Na trawie, u podnóża białego kamienia, rosły świeże lilie. Rzuciła na nie zaklęcie zastoju, aby zachować świeżość przez dłuższy czas. Ich kremowy, goździkowy zapach unosił się w powietrzu.

Oprócz daty narodzin i śmierci, kamienny nagrobek głosił tylko jego imię: Severus Snape. A pod spodem kursywą widniały słowa: "Never through me Shall you be overcome."*

Hermiona prześledziła je palcem i zamyśliła się nad tym, kto je wybrał. Napisane nawet tą samą czcionką, co te na grobie Eileen.

To był piękny dzień. Piękniejszy, niż normalnie można się spodziewać o tej porze roku. Dotknęła trawy przy grobie, a kiedy upewniła się, że jest sucha, położyła się. Obok niej coś się poruszyło i zobaczyła, że ​​to pan Snape, leżący obok niej, wciąż w wytartym, mugolskim T-shircie.

Kobieta zamknęła oczy. Czuła, jak słońce ogrzewa jej twarz, słyszała senny dźwięk bzyczących owadów wokół siebie i czuła wilgotny, ziemisty zapach otaczającej ją trawy. Otworzyła oczy i odwróciła głowę w stronę chłopaka leżącego obok niej.

- Tak mi przykro z powodu tego, z czym musiałeś sobie poradzić. Szkoda, że ​​nie mogłam tego zmienić – szepnęła.

- Nie tak przykro jak mi - powiedział pan Snape. - Bycie martwym jest do bani.

Zaśmiała się głucho.

- Myślę, że jestem okropną osobą.

Odwrócił głowę w jej stronę i leżeli razem, cale od siebie.

— Już ustaliliśmy, że tak — powiedział pan Snape. - I ja też. I że możemy być okropni razem.

– Cóż, to szczęście – powiedziała Hermiona.
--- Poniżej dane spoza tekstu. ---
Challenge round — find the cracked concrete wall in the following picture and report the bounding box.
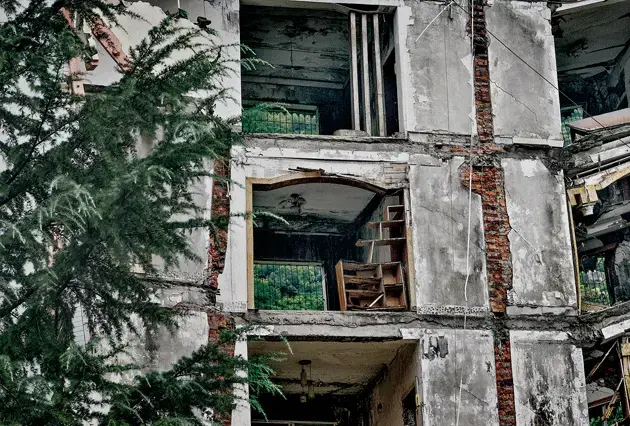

Obróciła się lekko tak, że jej głowa oparła się o jego.

- Więc dlaczego odwiedzasz grób jakiegoś starego, martwego człowieka, którego nawet nie znałaś? – zapytał pan Snape.

— Nie wiem — odpowiedziała zgodnie z prawdą. - Jestem taka smutna. Myślę, że tęsknię za tobą.

- Jestem całkiem świetny, więc nie jestem tym zaskoczony – odparł beztrosko pan Snape.

Hermiona nie mogła się powstrzymać od śmiechu.

- Jesteś. Jesteś też totalnym dupkiem. Sto procent.

- Byłem - poprawił pan Snape. - Byłem totalnym dupkiem. Czas przeszły. Nie żyję, pamiętasz?

Hermiona wybuchnęła płaczem. Poczuła jak jego dłoń zaciska się na jej i chwyciła ją, zaciskając mocno palce.

- Nie płacz. Prawdopodobnie chciałem, żebyś kiedyś nade mną płakała. Ale bardziej z powodu rozpaczliwego zakochania we mnie a nie dlatego, że cię zasmuciłem – powiedział pan Snape. - Chociaż to drugie jest o wiele bardziej prawdopodobne w moim przypadku – dodał z odrobiną irytacji.

– Rozpaczliwie zakochana w tobie, powiadasz? Jesteś całkiem pewny siebie – stwierdziła Hermiona, chichocząc przez łzy.

— Nie jestem — powiedział poważnie pan Snape. – Wcale nie. A wszystko, czego jestem pewien, że było dobre, jest z twojego powodu.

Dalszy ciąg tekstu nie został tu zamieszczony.